高収入・高学歴の未婚男性が婚活市場には少ないため、もし、日本の女性が自分と同等かそれ以上の収入の男性を好むようになれば(同類婚/上昇婚)、特に高収入の女性にとって、高収入の男性をめぐる競争は激しくなることが今回の調査結果の推計からも明らかである。

例えば、結婚意思を持つ未婚女性を見た場合、年収≧500万円(≧4万7,000ドル)の男性1人につき年収≦500万円の女性は9.5人となり、対象男性を大卒以上に限定すれば16.5人となる。また、年収700万円以上では、50.8、65.4となる。特に女性の高収入男性への選好は、女性の高学歴化高所得化が進んでも顕著という研究結果もあり、研究グループは「定職/高収入/大卒の男性が少ないことが結婚率低下の原因になっていることが考えられる」としている。
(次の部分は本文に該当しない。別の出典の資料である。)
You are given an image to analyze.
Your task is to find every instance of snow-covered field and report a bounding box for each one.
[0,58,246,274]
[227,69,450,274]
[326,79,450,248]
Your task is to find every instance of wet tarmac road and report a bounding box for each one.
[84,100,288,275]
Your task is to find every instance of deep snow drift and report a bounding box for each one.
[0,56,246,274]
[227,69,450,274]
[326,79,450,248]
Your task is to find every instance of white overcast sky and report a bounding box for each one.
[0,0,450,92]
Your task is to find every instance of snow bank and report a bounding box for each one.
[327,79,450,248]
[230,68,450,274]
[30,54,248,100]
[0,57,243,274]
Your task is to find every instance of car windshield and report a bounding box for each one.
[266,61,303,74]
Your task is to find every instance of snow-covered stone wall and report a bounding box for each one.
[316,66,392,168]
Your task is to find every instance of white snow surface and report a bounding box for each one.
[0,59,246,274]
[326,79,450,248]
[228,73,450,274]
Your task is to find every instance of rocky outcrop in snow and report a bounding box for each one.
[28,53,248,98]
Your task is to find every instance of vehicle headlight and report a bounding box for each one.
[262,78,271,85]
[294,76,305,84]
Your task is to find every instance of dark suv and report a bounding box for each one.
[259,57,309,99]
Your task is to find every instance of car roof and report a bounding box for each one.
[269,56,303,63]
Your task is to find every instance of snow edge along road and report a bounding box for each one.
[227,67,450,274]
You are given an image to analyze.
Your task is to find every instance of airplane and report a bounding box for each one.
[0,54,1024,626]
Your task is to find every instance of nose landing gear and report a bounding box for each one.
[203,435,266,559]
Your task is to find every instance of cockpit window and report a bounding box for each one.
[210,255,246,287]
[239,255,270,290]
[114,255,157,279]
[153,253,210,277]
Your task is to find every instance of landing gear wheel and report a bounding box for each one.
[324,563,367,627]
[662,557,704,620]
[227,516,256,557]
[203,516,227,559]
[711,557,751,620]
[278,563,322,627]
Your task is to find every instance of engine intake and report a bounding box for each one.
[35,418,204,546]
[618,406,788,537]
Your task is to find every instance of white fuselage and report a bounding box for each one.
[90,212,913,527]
さらに、理想の結婚年齢と理想の結婚相手の年齢についての分析からは、日本の結婚市場における需要と供給のミスマッチの可能性が指摘された。「平均して、女性は結婚時に自分より1~3歳年上の男性を好んでいた。一方、男性は、26歳(結婚時)までは同年齢の女性を好み、それ以降は年下の女性を好む傾向があり、好みの年齢差は年齢とともに大きくなることがわかった。したがって、年下の相手を好む男性の方が、年上の相手を好む女性よりも多い」としている。